Busted! Facebook hires PR firm to discredit Google
Both Facebook and Google have been the target of users, advocates and lawmakers regarding their privacy policies and growing online privacy concerns. Facebook opted to attack the other under a microscope as opposed to fixing its own issues.
Dan Lyons of The Daily Beast learned that Facebook hired the well known PR firm Burson-Marsteller with the goal of recruiting bloggers, online news outlets and web users discredit Google.
Burson-Marsteller sent emails and letters to online advocates who support privacy, attempting to enlist their support for the campaign. The firms reached out to Christopher Soghoian, a known online privacy advocate, telling him that if he participated they would guarantee his work would end up in The Washington Post, Politico, The Huffington Post or similar publications.
“I wanted to gauge your interest in authoring an op-ed this week for a top-tier media outlet on an important issue that I know you’re following closely. The topic: Google’s sweeping violations of user privacy. Google, as you know, has a well-known history of infringing on the privacy rights of America’s Internet users. Not a year has gone by since the founding of the company where it has not been the focus of front-page news detailing its zealous approach to gathering information – in many cases private and identifiable information – about online users,” Burson-Marsteller wrote in an email to Soghoian.
Soghoian however was suspicious. He wanted to know who was backing the op-ed and who had paid the PR firm for their services.
Burson-Marsteller refused to disclose any information and Soghoian refused to cooperate. Instead he made the correspondence between himself and Burson-Marsteller public.

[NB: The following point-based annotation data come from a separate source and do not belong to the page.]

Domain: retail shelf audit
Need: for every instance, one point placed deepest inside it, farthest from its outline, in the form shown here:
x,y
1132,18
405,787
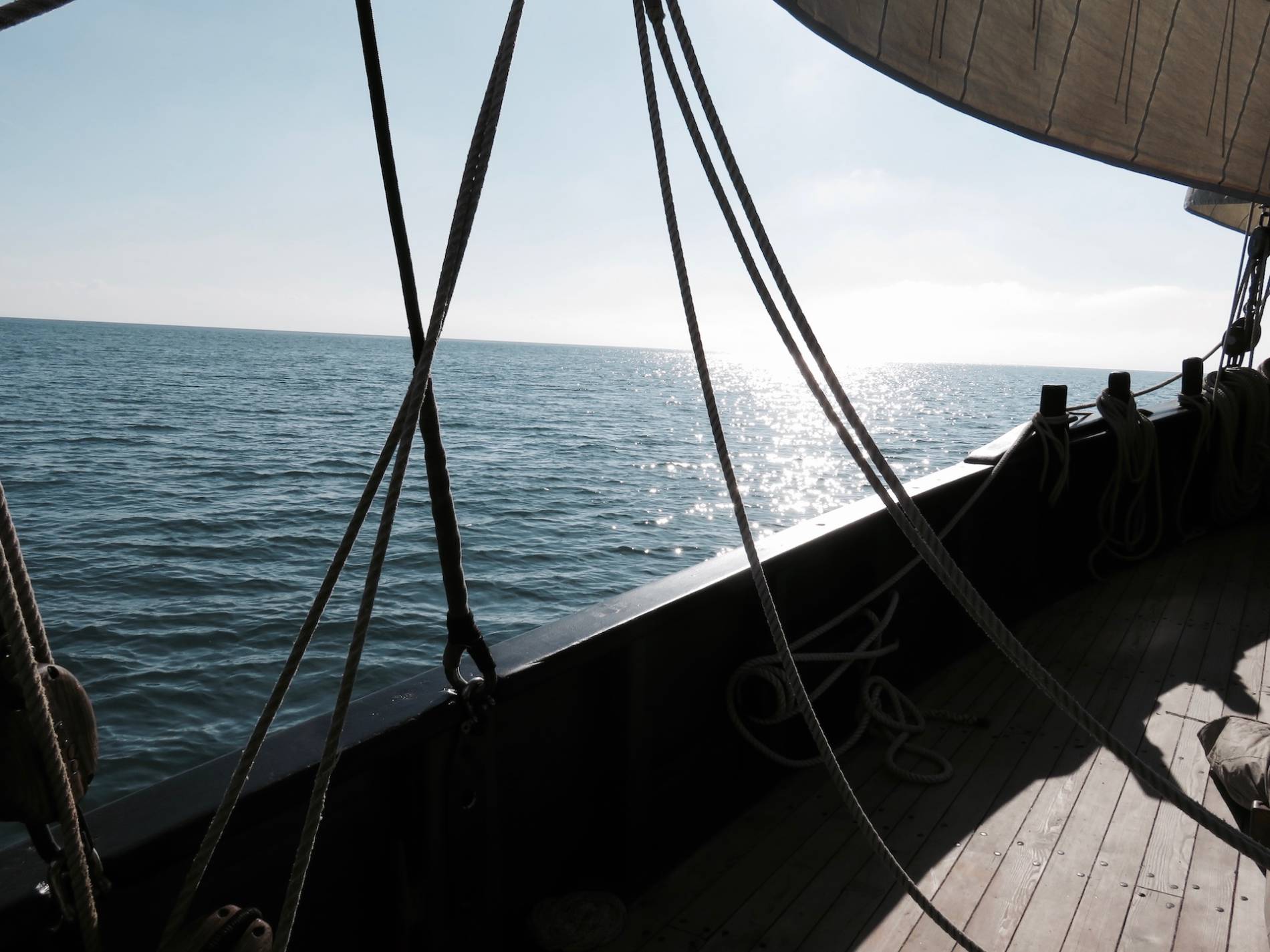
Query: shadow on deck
x,y
1041,840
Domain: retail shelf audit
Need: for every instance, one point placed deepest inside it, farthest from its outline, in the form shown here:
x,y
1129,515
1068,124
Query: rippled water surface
x,y
179,493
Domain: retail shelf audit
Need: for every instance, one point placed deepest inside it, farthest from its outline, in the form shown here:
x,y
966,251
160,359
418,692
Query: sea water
x,y
179,493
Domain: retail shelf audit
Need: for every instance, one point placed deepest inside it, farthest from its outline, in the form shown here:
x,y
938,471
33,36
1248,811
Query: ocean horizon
x,y
179,493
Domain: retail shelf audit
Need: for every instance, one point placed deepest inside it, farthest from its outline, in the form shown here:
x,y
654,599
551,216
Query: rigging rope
x,y
767,667
1240,399
1132,502
22,11
396,444
756,567
28,649
1154,387
460,622
884,482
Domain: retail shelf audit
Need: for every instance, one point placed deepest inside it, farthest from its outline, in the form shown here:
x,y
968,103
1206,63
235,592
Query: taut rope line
x,y
902,508
396,444
17,609
756,567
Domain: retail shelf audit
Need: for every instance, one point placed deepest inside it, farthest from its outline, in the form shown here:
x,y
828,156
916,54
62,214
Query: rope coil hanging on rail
x,y
1130,510
866,455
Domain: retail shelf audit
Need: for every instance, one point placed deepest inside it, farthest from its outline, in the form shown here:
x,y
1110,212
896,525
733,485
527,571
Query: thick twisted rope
x,y
1130,510
330,749
1055,450
922,536
408,417
767,667
1240,398
461,226
22,11
460,622
747,537
880,699
35,701
247,760
25,593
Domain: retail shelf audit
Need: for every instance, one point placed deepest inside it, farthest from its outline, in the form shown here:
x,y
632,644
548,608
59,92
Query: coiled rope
x,y
769,669
396,448
884,482
27,644
1130,510
1055,448
1240,399
880,699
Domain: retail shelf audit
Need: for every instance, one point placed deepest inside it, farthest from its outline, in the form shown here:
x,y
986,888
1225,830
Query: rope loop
x,y
1130,510
882,703
1055,447
465,636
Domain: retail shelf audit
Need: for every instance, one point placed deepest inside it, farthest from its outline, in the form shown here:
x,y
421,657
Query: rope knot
x,y
465,636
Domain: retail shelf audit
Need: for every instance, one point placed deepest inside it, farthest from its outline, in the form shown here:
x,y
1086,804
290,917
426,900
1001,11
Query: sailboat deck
x,y
1041,840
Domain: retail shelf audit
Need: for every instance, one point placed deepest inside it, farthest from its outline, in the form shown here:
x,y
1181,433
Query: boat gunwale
x,y
182,805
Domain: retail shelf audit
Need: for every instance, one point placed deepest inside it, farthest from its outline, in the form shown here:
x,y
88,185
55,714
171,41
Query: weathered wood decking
x,y
1041,840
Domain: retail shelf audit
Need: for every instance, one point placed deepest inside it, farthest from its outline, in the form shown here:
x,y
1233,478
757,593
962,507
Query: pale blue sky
x,y
215,164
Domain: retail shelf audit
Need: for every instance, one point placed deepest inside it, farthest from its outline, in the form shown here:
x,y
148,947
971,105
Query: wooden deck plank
x,y
1058,891
1211,926
662,904
736,891
794,923
1104,904
1168,850
1150,923
990,894
1043,734
1077,854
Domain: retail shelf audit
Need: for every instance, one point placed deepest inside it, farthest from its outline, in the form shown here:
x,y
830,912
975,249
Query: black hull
x,y
609,756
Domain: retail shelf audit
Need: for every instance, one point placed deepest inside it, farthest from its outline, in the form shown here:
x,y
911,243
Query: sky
x,y
214,164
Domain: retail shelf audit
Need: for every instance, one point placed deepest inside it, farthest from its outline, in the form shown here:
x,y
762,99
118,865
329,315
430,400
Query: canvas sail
x,y
1171,88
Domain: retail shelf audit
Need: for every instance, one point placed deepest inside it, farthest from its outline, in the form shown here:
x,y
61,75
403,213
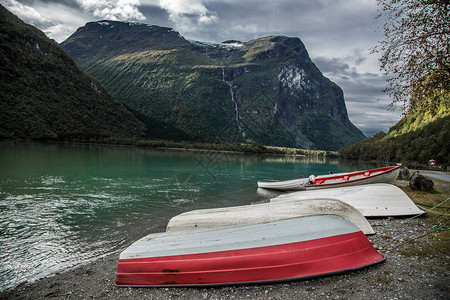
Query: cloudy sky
x,y
337,33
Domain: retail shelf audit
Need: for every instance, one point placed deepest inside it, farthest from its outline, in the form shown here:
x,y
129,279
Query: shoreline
x,y
415,268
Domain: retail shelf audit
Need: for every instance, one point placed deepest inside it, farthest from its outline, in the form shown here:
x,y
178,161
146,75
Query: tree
x,y
415,51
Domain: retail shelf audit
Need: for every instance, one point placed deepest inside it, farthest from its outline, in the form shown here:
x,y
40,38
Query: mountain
x,y
422,134
266,91
45,96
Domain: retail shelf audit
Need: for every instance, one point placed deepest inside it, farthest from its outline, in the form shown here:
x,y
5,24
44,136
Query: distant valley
x,y
265,91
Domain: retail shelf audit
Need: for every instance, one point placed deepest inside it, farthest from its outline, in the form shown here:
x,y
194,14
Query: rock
x,y
404,173
420,182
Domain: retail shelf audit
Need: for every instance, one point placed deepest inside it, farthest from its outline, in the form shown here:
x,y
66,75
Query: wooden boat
x,y
285,250
372,200
267,212
380,175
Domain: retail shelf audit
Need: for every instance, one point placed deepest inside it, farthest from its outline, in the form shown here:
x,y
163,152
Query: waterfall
x,y
236,108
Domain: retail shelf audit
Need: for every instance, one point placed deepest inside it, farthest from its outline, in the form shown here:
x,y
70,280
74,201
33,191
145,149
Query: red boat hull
x,y
285,262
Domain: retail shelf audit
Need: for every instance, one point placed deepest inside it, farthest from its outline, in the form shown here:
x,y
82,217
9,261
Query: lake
x,y
66,204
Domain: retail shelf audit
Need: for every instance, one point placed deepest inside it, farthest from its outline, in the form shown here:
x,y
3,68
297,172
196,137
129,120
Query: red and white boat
x,y
284,250
380,175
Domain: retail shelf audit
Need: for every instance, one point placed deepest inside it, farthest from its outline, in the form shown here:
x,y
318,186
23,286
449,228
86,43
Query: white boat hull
x,y
267,212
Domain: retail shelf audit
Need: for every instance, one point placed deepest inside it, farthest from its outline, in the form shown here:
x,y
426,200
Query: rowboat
x,y
267,212
285,250
380,175
372,200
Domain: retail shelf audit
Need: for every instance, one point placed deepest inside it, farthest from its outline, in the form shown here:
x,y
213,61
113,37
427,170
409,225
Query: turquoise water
x,y
63,205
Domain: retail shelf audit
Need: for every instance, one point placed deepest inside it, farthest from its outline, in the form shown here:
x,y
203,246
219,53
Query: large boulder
x,y
420,182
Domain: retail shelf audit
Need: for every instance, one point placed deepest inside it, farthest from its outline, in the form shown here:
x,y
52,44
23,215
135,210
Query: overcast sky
x,y
338,35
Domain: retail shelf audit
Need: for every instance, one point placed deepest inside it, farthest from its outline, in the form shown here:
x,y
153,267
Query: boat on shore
x,y
379,175
267,212
372,200
285,250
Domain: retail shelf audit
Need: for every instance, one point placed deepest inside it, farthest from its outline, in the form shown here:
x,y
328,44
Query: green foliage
x,y
185,87
415,50
431,141
45,96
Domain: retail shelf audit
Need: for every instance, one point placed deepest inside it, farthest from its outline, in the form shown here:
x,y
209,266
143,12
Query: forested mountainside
x,y
421,135
45,96
266,91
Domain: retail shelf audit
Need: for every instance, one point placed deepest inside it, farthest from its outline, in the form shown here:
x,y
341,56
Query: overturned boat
x,y
285,250
380,175
372,200
267,212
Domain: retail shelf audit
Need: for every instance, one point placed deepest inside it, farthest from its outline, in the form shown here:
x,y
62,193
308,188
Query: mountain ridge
x,y
45,96
264,91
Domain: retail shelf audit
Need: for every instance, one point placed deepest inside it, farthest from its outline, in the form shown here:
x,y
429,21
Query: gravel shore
x,y
415,268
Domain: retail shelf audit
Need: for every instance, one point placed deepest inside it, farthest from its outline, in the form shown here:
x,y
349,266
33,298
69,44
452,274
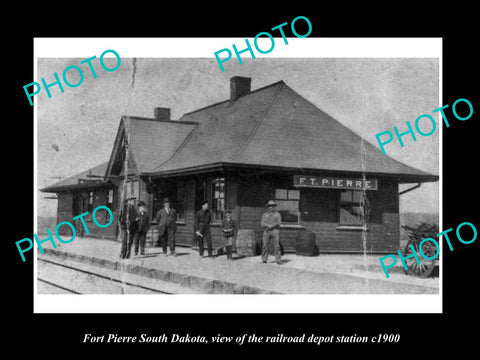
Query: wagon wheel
x,y
425,268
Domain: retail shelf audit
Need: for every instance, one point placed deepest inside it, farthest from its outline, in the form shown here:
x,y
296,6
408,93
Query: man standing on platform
x,y
167,226
271,221
129,224
143,226
202,229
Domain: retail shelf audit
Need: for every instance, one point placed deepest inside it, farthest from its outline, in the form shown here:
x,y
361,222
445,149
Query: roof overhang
x,y
223,166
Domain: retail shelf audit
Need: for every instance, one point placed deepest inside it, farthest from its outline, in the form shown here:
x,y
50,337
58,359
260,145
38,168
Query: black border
x,y
429,333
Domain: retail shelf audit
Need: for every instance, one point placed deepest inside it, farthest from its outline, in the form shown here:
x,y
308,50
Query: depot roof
x,y
275,127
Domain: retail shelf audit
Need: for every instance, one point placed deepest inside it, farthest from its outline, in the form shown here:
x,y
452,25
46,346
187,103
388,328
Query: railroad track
x,y
90,278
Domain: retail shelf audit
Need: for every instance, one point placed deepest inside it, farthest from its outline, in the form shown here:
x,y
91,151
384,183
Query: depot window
x,y
287,201
352,207
218,198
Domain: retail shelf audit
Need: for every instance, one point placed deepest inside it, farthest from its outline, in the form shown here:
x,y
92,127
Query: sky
x,y
76,129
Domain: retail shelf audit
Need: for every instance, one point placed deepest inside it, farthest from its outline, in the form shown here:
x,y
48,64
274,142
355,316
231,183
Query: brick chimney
x,y
162,114
239,86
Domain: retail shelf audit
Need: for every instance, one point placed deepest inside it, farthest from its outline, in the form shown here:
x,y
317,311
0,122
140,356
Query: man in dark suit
x,y
129,224
167,226
143,226
202,229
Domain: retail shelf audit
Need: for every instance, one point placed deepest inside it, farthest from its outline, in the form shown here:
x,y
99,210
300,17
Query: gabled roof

Upon seeing the email chains posted online The Daily Beast investigated, curious to learn who the client might be – Lyons alleged Facebook was behind the campaign.
It was also later revealed that USA Today, CNBC and other media outlets, after having been approached by Burson-Marsteller, were poised to run a number of stories on Google’s Social Circle features with a focus on privacy violations.
Social Circles is a feature is a new function within Google’s Gmail email client. It gathers information about your contacts based on their email addresses, inviting you to connect with them via social networks.
Following the accusations, Facebook caved.
“Confronted with evidence, a Facebook spokesman last night confirmed that Facebook hired Burson[-Marsteller], citing two reasons: First, because it believes Google is doing some things in social networking that raise privacy concerns; second, and perhaps more important, because Facebook resents Google’s attempts to use Facebook data in its own social-networking service,” said The Daily Beast.
While many have expressed concerns over Google’s Social Circles feature and possible privacy issues, Lyons argued Facebook appears less concerned about privacy and more concerned about competition from Google.
A number of online techno-journalism outlets have begun to heavily criticize Facebook.
“Secretly paying a PR firm to pitch bloggers on stories going after Google, even offering to help write those stories and then get them published elsewhere, is not just offensive, dishonest and cowardly. It’s also really, really dumb. I have no idea how the Facebook PR team thought that they’d avoid being caught doing this,” wrote TechCrunch, a technology blog run by The Huffington Post Media Group at AOL.
“[P]itching ‘scandalous"’ stories about competitors that aren't actually scandalous is a favorite sleazy PR technique. But the fact that this one was coming from Burson Marsteller--a high-end global communications firm--and former CNBC reporter Jim Goldman makes this one noteworthy. Especially because it suggests that some of the groundswell of anti-Google sentiment in Washington may have been driven by secret paid attack-campaigns like this one,” remarked an article on The Business Insider.